In what can be interpreted as a veiled warning against elements calling for an inquest into past war-atrocities like the Lubango Dungeons, President Hage Geingob, in his Heroes Day commemoration speech cautioned against re-opening the wounds of the past.
He, especially, said that intent on opening the Pandora’s Box want to do this even though those who committed atrocities against liberation war icons and the generality of Namibians are still present today.
“Should we bring back those, SWATF Koevoet and police, the Robben Island Prison guards and try them for their inhumane treatment of the late Eliaser Tuhadeleni, Martin Kapewasha, the late Gerson Veii, Helao Shityuwete, the late Andimba Toivo Ya Toivo, the late John Pandeni, Jerry Ekandjo, Petrus Iilonga, the late Immanuel Shifidi, Willem Biwa and many others?”
“Should we try them for having banished many of us for close to three decades out of our motherland? Should we try them for having subjected and relegated our fellow countrymen and women to inhumane treatment at home? We should not forget that Namibians were relegated to second-class treatment, denied education and basic freedoms. We still have in our midst some of those individuals who violated our rights,” he said.
Instead, the President rallied Namibians to look forward towards the path of peace, healing and national reconciliation and hold hands in the spirit of unity, liberty and justice for the sake of a better Namibia.
He also said war should never be an option to resolve deep-seated differences saying this can only be when diplomacy fails.
In light of that, the President touched on the emotive land issue which has seen tempers flaring across the political and tribal divide and indicated that the upcoming conference, scheduled from the 1st to the 5th of October this year, would be transparent and inclusive.
“During my first State of the Nation Address in 2015, I announced that a Second Land Conference would be organised.”
“It was done with the intention of creating a platform at which the willing-seller, willing-buyer principle, ancestral land claims for restitution, expropriation in public interest with just compensation, urban land reform and resettlement criteria, as well as the Veterinary Cordon Fence can be thoroughly interrogated and discussed,” he said.
The President also said as the country tries to deal with the remaining challenges, there is a need to approach the issues of poverty, landlessness and genocide with clear minds and with urgency.
“For as long as we have Namibians who are poor, who have no access to the means of production, who have not received satisfactory compensation for past atrocities committed against them, we will not be able to pay a fitting tribute to those who perished in defence of Namibia and its people.”

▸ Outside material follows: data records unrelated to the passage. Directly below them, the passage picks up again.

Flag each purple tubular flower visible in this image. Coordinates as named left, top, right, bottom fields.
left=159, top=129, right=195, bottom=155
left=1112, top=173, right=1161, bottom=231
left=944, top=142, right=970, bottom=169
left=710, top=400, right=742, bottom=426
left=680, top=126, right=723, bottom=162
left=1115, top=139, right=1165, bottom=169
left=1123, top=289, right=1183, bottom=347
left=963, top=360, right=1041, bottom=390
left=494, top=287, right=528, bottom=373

“I believe that we should have difficult conversations, as Namibians, with the aim of finding peaceful and sustainable solutions to the challenges of inequality, landlessness and outstanding pains of genocide. As we try to find solutions to what I have mentioned, we should not succumb to cynicism and behave as if the government is not doing anything. We are doing our best, and if we hold hands, we shall achieve our objectives. We should not succumb to those who seek to divide us at every turn and opportunity. They will fail,” he said.
On income disparities, high unemployment and the existence of pockets of extreme poverty, he said the government would pursue all possible means to deal with them, adding that genuinely honouring heroes and heroines means “committing the wealth of the country they bled and died for in their children’s hands”.
“For our liberty and freedom to become meaningful, we have to restore the dignity of the majority. Restoration can only come about through the correction of historical injustices. If we don’t correct the wrongs of the past through appropriate policies and actions, our peace will not be sustainable. I invite every one of you to be part of the journey. No one should feel left out,” said the President.